Rational metacognition in memory

The introduction below is mostly the same as the previous versions. New sections are marked NEW.

Summary

Memory recall is often modeled as a process of evidence accumulation. Existing models typically assume that this accumulation process is passive, and not subject to top-down control. In contrast, recent work in perceptual and value-based decision making has suggested that similar kinds of evidence accumulation processes are guided by attention, such that evidence for attended items is accumulated faster than for non-attended items. Furthermore, attention may be adaptively allocated to different items in order to optimize a tradeoff between decision quality and the computational cost of evidence accumulation. In this project, we ask whether similar forces are at play in the context of memory recall.

Such a model predicts that, when multiple memories are relevant, people will focus their efforts on recalling the target which is more strongly represented in memory, because it can be recalled with less effort. Here we present a simple form of such a model, and test this key prediction in a cued-recall experiment in which participants can select which of two possible targets to remember. We find support for a model in which memory search is guided by partial recall progress in order to minimize the time spent recalling.

Model

We model memory recall as a process of evidence accumulation.

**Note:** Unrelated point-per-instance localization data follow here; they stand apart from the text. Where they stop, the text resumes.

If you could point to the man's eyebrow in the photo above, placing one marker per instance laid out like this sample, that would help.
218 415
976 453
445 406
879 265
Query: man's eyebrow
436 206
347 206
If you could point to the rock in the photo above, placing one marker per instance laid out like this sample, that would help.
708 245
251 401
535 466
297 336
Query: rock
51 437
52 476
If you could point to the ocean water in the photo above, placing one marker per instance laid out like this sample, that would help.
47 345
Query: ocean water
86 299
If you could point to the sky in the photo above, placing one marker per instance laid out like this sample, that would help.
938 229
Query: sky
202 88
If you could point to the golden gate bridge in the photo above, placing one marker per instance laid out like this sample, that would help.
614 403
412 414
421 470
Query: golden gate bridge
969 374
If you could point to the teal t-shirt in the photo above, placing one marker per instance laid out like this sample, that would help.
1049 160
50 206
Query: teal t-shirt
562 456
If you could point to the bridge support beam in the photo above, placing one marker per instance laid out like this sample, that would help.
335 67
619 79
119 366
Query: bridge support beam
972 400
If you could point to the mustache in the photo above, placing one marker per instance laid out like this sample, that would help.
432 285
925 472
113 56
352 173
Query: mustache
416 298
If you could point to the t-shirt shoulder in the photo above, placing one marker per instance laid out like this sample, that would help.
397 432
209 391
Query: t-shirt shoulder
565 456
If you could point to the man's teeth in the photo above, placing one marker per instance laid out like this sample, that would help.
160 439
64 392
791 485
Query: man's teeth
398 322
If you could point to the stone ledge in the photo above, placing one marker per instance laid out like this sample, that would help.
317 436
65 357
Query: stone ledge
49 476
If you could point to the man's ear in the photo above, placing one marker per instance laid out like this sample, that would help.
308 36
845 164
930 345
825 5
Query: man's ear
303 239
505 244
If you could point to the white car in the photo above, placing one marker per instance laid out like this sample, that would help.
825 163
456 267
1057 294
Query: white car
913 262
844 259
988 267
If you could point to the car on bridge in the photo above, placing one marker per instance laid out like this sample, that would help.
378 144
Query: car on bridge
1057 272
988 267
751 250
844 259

As in the DDM or LCA, we assume that evidence is sampled at each time step and that recall occurs when the total evidence hits a threshold. To make the model solvable (by dynamic programming) we assume that the evidence for each target follows a Bernoulli distribution \[ x_t \sim \text{Bernoulli}(p), \] where \(p\) corresponds to the strength of the memory. This image shows several possible traces of evidence accumulation for a single item:

knitr::include_graphics("figs/accumulation.png")

When multiple memories are relevant, each one has a separate accumulator. Critically, we do not assume that evidence is sampled for each item in parallel. Instead, at each time step, the agent must select one of the targets and accumulates evidence for only that target. This induces a metalevel control problem: which target should the agent focus on at each moment, given only the current state of the accumulators?

This problem can be formalized as a Markov decision process in which the states correspond to the total evidence accumulated and time spent for each item (thus, the state is 4 dimensional). Because we use a discrete accumulation process, we can solve it exactly by dynamic programming. We find that the optimal policy generally converges on the target with maximal memory strength (highest \(p\)) and only draws samples for that target until it is recalled. This is illustrated in the following plot:

knitr::include_graphics("../model/figs/simple_fixation.png")

Alternative models NEW

In order to discern which model predictions are specific to a rational meta-memory model, we show predictions of two alternative models. The Random model randomly samples fixation durations from the empirical distribution. We also A more sophisticated Random Commitment model was developed to account for the empirical fact that last fixations are considerably longer than all other fixations. This model samples the total number of fixations on each trial from the empirical distribution and then samples the duration of each from the empirical distribution of non-final fixations. If a target is not recalled before reaching the final fixation, the model continues to fixate on the current cue until the target is recalled or the 15 second time limit is reached.

Experiment

To test the model’s predictions, we developed a modified cued-recall experiment in which participants were presented with two cues (images) on each trial and could recall the target (word) associated with either one. To create an observable behavioral correlate of targeted memory search, only one cue is visible at a time and participants use the keyboard to display each in turn. This is basically a cheap alternative to eye-tracking. The assumption is that people will look at the image they are currently trying to remember the word for. See a demo here.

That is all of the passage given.